Jan 8, 2021

RIA M&A 2020 Wrap Up & What to Expect in 2021

From small businesses to entertainment to our very freedom of movement and overall health, 2020 wreaked havoc on it all.

But what about M&A in the financial advisory space?

Incredibly, hardly a negative ripple was seen in the yearly numbers, as a quick analysis shows that after the 2nd quarter slowdown, deal activity in the RIA sector continued to march forward at a quick clip.

While for 90% of the country, 2020’s silver lining is difficult to find, the fact is, for the RIA M&A space, the clouds of March and April actually parted to reveal a golden era summer and fall.

That’s evident in the fact that, despite the pandemic, 2020 set a record for RIA mergers and acquisitions.

Why did this happen? Or, perhaps, a more appropriate question would be, “How did it happen?”

First, a recap of 2020.

The year began strong, with 34 transactions in the first quarter alone, matching that of the previous two record-setting quarters that closed out 2019. 1

However, in the face of COVID-19, M&A in the RIA space reflected the apprehension of the greater economy. Deals slowed as both buyers and sellers watched to see how the country would navigate the pandemic and the turbulence in the stock market.

As most would have predicted the slow-down in buying activity, perhaps fewer would have predicted the speed at the rebound in pace. David DeVoe, CEO of DeVoe & Company, in an interview with CityWire, said, “Now that the precious resource of time is becoming more available, we see advisors starting to engage in M&A with greater conviction.”

The third quarter proved to be a very busy one, making up for the second quarter lag with a total of 44 deals; which is an all-time single quarter record for the industry. 2

With the fourth quarter’s totals still being calculated, it seems clear, based on the first three quarters of the year, that the pandemic inspired many RIA principals to pull the trigger on transactions they may have long been considering. Case in point, even with the second quarter’s showing of 22 total transactions, the total number of RIA deals for 2020 will almost certainly set a new record. 2

Through the first three quarters of 2020, there were 111 total deals, placing the record of 132, set just last year in 2019, within reach. When 4th quarter numbers are released in January, it’s quite possible that 2019’s total will easily be bested. 2

What does 2021 look like?

When it comes to RIA M&A activity for 2021, what does the future hold?

In a word, “more.”

The current state of the economy at large, the struggle to recruit new clients in a pandemic age, and the realization that advisors need resources and capital to adapt and endure will most likely continue to lead to the frenzy of deals the industry has seen over the last several years.

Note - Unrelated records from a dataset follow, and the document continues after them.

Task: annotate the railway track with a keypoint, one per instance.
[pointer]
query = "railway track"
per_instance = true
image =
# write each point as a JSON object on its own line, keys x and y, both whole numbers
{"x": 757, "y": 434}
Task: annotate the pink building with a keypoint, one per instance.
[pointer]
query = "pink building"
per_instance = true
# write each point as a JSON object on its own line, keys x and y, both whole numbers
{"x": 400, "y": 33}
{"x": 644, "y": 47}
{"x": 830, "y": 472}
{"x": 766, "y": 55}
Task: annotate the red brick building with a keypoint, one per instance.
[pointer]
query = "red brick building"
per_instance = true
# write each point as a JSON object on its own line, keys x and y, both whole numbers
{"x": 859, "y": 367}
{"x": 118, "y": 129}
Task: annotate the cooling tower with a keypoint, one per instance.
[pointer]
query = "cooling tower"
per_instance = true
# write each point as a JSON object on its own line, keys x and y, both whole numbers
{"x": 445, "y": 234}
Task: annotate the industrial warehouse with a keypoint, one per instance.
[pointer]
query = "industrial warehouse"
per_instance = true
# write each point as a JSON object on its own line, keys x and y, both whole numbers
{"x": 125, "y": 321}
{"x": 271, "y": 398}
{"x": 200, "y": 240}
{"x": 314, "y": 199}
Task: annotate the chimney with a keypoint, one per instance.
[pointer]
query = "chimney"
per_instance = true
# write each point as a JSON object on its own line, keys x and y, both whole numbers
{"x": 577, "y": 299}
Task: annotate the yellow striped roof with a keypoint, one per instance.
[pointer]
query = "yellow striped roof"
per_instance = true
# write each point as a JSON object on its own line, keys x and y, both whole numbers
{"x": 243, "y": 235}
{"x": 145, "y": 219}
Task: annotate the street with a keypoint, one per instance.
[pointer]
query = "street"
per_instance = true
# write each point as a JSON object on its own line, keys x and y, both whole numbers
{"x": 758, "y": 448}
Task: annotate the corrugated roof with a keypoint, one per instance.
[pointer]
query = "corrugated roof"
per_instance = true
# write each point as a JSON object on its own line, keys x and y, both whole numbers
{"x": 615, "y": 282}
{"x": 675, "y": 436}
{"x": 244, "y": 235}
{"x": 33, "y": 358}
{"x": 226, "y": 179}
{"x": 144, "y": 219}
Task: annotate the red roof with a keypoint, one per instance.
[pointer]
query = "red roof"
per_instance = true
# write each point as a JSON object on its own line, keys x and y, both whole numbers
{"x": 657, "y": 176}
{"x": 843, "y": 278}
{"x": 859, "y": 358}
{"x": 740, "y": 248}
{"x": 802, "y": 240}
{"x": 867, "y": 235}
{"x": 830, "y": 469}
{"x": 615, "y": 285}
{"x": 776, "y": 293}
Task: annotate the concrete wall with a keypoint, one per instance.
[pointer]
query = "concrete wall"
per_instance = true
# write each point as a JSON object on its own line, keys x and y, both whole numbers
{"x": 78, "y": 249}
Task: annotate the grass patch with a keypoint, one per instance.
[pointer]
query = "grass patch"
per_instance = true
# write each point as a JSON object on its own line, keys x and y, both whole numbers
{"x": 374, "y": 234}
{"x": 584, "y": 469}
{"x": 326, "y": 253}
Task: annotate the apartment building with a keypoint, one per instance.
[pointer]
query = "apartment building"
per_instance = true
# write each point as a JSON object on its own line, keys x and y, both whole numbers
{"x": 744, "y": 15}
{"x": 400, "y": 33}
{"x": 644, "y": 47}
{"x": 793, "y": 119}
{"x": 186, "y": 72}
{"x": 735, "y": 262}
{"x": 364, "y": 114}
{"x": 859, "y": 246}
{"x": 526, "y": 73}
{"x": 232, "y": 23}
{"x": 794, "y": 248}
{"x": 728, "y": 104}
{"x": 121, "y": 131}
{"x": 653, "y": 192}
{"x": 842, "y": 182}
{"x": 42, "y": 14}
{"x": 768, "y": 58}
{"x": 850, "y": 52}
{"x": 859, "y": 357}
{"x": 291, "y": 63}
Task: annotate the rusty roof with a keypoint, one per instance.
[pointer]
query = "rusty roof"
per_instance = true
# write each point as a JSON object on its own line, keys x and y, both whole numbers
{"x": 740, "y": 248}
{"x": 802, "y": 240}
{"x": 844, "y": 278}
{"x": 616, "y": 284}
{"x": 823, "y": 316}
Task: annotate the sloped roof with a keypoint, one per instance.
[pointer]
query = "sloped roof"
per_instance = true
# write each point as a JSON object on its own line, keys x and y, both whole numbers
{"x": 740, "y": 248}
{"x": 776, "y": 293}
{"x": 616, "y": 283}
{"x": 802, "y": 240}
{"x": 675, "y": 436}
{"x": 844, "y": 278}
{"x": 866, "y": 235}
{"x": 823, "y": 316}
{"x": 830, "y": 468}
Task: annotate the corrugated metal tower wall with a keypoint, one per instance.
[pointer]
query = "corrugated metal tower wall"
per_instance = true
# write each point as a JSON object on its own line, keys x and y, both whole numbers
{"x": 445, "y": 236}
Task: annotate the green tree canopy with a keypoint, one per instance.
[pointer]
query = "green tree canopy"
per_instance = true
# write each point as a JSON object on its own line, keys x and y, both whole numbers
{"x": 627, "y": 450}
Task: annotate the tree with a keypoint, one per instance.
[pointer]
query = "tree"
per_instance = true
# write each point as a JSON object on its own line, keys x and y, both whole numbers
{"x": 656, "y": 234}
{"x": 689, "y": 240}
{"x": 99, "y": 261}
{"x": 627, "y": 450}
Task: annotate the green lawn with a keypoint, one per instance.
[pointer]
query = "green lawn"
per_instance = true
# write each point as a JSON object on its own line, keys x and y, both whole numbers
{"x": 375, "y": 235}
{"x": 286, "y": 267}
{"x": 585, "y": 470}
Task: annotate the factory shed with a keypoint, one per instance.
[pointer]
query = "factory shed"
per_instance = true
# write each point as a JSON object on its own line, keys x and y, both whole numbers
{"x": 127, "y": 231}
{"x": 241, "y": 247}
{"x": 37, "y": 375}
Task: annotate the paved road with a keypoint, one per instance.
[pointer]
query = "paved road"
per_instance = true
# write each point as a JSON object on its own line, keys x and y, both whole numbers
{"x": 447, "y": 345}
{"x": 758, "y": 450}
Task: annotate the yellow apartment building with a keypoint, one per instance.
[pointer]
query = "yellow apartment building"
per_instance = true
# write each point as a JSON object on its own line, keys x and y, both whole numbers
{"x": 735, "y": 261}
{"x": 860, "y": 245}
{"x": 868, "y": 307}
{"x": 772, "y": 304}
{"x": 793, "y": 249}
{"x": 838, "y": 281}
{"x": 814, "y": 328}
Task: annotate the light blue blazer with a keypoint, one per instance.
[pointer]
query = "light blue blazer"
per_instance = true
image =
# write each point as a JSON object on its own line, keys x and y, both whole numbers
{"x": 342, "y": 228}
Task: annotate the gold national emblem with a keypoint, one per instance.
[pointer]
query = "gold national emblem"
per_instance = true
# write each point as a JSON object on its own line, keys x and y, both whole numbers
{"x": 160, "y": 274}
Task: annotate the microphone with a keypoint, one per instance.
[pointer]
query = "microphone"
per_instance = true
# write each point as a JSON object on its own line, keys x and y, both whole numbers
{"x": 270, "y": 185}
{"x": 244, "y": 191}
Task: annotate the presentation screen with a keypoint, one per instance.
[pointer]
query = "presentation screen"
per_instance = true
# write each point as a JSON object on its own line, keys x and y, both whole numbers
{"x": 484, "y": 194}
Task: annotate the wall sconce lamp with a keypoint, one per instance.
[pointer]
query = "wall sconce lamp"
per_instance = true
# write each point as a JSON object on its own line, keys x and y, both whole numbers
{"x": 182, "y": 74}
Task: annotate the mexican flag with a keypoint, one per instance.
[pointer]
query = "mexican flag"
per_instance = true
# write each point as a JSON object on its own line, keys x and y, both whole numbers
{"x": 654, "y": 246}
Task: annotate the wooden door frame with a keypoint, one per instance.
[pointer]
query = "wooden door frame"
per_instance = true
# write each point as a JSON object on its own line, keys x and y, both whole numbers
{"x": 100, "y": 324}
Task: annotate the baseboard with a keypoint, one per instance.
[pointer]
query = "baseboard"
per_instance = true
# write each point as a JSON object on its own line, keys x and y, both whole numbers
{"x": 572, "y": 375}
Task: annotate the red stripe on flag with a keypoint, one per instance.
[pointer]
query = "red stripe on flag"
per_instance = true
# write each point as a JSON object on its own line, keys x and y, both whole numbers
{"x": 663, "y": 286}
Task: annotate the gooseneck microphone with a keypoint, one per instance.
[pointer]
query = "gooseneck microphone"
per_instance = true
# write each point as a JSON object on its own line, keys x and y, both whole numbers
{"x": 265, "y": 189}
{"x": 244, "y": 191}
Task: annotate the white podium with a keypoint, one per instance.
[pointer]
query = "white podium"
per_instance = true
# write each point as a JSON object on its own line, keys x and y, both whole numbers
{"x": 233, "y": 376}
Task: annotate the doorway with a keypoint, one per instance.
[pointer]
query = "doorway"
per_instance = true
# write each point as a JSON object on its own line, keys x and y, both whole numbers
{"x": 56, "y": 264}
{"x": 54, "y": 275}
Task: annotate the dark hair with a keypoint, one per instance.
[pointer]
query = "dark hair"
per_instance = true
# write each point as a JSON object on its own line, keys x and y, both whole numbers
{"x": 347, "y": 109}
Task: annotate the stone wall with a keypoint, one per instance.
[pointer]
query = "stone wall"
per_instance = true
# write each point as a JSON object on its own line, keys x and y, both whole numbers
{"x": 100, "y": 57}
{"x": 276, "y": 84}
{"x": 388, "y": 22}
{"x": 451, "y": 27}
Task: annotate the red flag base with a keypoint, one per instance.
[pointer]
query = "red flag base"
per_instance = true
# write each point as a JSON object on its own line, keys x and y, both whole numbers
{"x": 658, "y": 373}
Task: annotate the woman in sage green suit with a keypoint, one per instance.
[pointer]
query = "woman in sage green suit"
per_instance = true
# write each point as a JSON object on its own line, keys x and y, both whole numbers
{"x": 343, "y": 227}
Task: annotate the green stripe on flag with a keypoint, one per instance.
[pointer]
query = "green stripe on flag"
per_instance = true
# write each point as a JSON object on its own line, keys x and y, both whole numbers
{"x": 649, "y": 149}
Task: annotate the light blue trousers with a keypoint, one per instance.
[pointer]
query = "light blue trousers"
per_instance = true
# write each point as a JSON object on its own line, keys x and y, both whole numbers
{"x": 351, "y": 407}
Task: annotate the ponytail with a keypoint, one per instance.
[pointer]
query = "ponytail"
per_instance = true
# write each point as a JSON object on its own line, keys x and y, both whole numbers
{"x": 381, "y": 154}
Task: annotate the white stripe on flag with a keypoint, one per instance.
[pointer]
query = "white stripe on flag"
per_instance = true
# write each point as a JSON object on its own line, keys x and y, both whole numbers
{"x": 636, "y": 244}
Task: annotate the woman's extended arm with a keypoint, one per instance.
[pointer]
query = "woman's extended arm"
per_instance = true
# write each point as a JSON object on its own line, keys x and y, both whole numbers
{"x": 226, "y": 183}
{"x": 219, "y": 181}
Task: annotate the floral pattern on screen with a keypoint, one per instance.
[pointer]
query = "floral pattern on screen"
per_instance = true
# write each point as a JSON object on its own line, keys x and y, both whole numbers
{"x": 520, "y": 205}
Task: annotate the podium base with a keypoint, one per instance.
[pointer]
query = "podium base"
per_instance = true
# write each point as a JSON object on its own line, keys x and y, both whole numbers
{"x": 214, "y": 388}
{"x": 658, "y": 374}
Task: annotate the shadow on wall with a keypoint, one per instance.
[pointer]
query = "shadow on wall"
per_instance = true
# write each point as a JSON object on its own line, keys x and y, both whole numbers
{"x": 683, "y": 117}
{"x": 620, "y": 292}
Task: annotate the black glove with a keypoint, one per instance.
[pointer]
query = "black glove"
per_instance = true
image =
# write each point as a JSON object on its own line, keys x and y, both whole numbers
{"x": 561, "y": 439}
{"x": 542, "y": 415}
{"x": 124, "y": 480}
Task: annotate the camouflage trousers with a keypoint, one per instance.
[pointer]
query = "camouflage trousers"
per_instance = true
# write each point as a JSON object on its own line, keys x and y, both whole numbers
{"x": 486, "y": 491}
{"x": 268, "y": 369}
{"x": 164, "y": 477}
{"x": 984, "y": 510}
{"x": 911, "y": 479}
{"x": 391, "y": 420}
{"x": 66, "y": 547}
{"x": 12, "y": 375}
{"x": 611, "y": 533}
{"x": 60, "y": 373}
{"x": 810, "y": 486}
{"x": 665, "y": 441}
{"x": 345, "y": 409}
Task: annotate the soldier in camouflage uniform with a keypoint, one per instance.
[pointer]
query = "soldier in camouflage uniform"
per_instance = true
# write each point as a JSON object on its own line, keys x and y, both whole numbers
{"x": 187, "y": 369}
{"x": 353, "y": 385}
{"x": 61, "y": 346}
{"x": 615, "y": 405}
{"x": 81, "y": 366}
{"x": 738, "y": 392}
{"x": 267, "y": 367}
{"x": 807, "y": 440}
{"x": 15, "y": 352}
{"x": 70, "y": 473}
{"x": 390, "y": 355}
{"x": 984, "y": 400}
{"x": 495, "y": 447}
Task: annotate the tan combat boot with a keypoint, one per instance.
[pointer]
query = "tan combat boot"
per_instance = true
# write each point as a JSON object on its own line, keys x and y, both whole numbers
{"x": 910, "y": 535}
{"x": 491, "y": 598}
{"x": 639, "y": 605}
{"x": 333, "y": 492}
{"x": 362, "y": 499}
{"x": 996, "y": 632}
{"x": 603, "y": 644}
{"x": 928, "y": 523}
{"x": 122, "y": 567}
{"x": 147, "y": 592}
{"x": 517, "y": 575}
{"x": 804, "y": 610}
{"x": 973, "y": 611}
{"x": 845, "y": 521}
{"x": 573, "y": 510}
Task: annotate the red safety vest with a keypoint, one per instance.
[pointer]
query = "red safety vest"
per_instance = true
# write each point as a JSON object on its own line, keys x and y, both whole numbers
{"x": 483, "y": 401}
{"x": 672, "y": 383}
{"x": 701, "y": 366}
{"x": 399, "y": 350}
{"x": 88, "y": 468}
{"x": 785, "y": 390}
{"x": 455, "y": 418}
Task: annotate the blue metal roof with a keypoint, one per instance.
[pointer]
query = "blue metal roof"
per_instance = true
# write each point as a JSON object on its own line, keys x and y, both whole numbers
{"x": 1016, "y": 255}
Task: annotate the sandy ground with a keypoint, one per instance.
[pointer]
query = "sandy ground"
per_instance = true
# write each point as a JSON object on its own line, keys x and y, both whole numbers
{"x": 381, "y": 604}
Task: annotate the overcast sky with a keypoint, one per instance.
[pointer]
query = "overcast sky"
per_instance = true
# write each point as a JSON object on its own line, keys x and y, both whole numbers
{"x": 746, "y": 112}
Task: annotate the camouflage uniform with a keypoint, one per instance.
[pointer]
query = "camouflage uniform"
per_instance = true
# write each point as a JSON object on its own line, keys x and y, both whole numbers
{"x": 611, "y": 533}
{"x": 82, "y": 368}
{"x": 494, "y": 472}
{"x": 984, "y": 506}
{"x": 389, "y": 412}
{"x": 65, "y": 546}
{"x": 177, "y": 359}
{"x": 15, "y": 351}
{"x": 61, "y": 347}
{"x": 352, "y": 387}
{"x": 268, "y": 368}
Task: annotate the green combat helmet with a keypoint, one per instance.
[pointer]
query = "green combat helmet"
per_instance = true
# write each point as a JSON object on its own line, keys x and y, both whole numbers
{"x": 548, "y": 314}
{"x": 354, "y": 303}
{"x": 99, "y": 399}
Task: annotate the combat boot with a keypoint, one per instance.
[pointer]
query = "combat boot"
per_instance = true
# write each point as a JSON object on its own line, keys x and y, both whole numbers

Add to all that, the inexorable winds of a decade of change which show that even before COVID-19 – with a stray year here or there where deal totals were static – the number of transactions per year had been steadily increasing since the Great Recession in 2008.

With nearly 30,000 Broker-Dealer and RIA firms in business, the likelihood that M&A activity in 2021 will again set a record is high. More principals will likely consider entering into partnerships where they can create a succession plan that takes care of advisors and staff, take on a larger role at a bigger firm, or perhaps slow down and focus on creating more time with clients and loved ones.

After decades of very little change, well-run advisory firms, with their attractive, repeatable revenue streams and scalability, are desirable to business partners and investors. A possible dark cloud on the horizon could be for those firms whose growth is tied entirely to the market. In the event of a massive market retraction, valuations of firms could be negatively affected and potentially place the survival of vulnerable firms in doubt.

Proactive firms that begin 2021 with a resolution to focus on repeatable, sustainable growth and are constantly refining their near-term and long-term goals, will be in the best position for surviving and thriving during this period of change in the industry.